The south (garden) elevation displays five bays, with an additional two bays forming the 1906–1908 extension to the left. The windows are twenty-four-pane glazing bar sash windows in architraves; those in the extension have eighteen panes. A continuous moulded string course runs above the ground floor. The central feature, clearly the work of John Wood, is a Venetian window on the first floor with two outer blocked lights and a central triple keystone that rises to join the cornice. Below this is an Ionic doorcase with heavily banded columns and a pediment, with a panelled door. A pierced balustrade, situated two metres in front of the south elevation, runs along the terrace.
The east elevation comprises three bays. The centre bay, by Wood, is slightly advanced with quoins; it features a blocked window on the ground floor and a shell-headed niche containing an urn on the first floor with a central triple keystone rising to form the base of a pediment. The pediment's tympanum bears a cartouche dated 1729, and a coarsely cut eagle with spread wings surmounts it. The outer bays contain two twenty-four-pane glazing bar sash windows in architraves, with a continuous string course running across all three bays.
Inside, remains of an early 18th-century staircase survive, featuring turned and twisted balusters and panelled plasterwork at its top with shell-headed niches. A ground floor room (Flat 1) retains an early to mid-18th-century fireplace with Ionic pilasters, an overmantel and decorative surround.
Eagle House is a highly significant provincial baroque building and represents John Wood the Elder's first known architectural commission in the Bath area.
The house holds considerable historical importance as a centre of suffragette activity. It was the home of Colonel Linley Blathwayt, his wife Emily, and their daughter Mary, all strong supporters of women's suffrage.
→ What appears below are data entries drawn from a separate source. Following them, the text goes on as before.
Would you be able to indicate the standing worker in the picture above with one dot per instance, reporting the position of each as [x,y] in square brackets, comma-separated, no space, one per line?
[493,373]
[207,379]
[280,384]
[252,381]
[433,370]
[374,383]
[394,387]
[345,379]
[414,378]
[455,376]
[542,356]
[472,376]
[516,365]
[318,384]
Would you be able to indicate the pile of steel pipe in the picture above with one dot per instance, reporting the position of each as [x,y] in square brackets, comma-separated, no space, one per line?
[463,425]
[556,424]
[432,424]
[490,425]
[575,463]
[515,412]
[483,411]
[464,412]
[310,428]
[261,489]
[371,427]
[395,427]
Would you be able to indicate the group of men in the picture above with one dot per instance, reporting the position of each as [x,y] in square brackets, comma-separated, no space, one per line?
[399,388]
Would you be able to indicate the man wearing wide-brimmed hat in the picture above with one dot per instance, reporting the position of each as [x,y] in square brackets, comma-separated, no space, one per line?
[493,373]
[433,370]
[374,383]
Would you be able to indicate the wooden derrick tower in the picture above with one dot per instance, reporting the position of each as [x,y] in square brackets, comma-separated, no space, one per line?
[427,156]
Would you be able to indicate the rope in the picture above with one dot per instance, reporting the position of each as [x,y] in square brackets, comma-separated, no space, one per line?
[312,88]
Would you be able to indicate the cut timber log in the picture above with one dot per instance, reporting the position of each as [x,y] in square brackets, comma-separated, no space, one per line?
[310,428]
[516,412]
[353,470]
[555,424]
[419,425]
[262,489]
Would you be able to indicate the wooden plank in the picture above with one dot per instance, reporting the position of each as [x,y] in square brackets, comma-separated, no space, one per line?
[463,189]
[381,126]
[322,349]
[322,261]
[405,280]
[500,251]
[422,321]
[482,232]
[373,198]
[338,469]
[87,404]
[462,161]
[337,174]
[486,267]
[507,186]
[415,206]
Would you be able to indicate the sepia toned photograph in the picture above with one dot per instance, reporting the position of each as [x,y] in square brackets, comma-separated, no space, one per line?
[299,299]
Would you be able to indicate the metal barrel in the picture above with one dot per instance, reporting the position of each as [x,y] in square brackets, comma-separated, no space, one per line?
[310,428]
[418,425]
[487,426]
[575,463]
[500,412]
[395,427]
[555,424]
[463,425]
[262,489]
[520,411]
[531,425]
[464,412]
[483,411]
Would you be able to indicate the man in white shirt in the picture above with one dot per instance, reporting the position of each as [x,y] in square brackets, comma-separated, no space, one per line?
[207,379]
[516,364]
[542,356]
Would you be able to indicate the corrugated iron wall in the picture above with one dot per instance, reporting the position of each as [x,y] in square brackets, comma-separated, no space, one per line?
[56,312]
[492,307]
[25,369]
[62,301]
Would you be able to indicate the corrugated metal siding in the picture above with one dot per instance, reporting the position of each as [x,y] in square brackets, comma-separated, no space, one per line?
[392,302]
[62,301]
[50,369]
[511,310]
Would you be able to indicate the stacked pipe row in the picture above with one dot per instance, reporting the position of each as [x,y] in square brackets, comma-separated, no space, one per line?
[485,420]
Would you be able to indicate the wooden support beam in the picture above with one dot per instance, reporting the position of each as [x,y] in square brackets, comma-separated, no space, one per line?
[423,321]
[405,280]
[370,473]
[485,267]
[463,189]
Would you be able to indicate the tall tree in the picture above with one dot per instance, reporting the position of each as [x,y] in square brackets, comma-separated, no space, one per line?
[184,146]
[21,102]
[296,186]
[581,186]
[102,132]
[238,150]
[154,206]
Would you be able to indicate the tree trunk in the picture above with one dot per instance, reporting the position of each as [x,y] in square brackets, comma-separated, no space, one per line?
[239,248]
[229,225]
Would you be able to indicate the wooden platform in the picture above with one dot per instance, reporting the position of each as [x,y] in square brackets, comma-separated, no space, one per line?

Mary and Emily joined the Women's Social and Political Union (WSPU), the militant suffrage society formed in Manchester in 1903, and became close to Annie Kenney, the WSPU's Bristol organiser. Kenney became a regular visitor to Eagle House, using it as a place of retreat when exhausted from political campaigning. The house became widely known among suffragettes as a welcoming retreat; visitors came to enjoy the Blathwayts' hospitality and access to the family's motor car, with some using it as a base for propaganda work in the south west, whilst others came to recover their health after imprisonment. Leading suffragettes including Emmeline and Christabel Pankhurst, Elsie Howey, Charlotte Despard, Constance Lytton, Charlotte Marsh and Emmeline Pethick Lawrence all spent periods at Eagle House. Evenings often featured singing and games, and visitors were encouraged to plant trees in an area of the grounds named 'Annie's Arboretum' in honour of hunger-striking suffragettes. At least 47 trees were planted, each recorded photographically by the keen amateur photographer Blathwayt. Emily resigned from the WSPU in 1909, dismayed by the escalation of the Union's violence, though she continued to welcome militant women to the house. Mary resigned from the Union in 1913, possibly following a local suffragette arson attack. The arboretum was demolished in the late 1960s, though one tree—an Austrian pine planted by Wimbledon suffragette Rose Larmatine Yates—survives.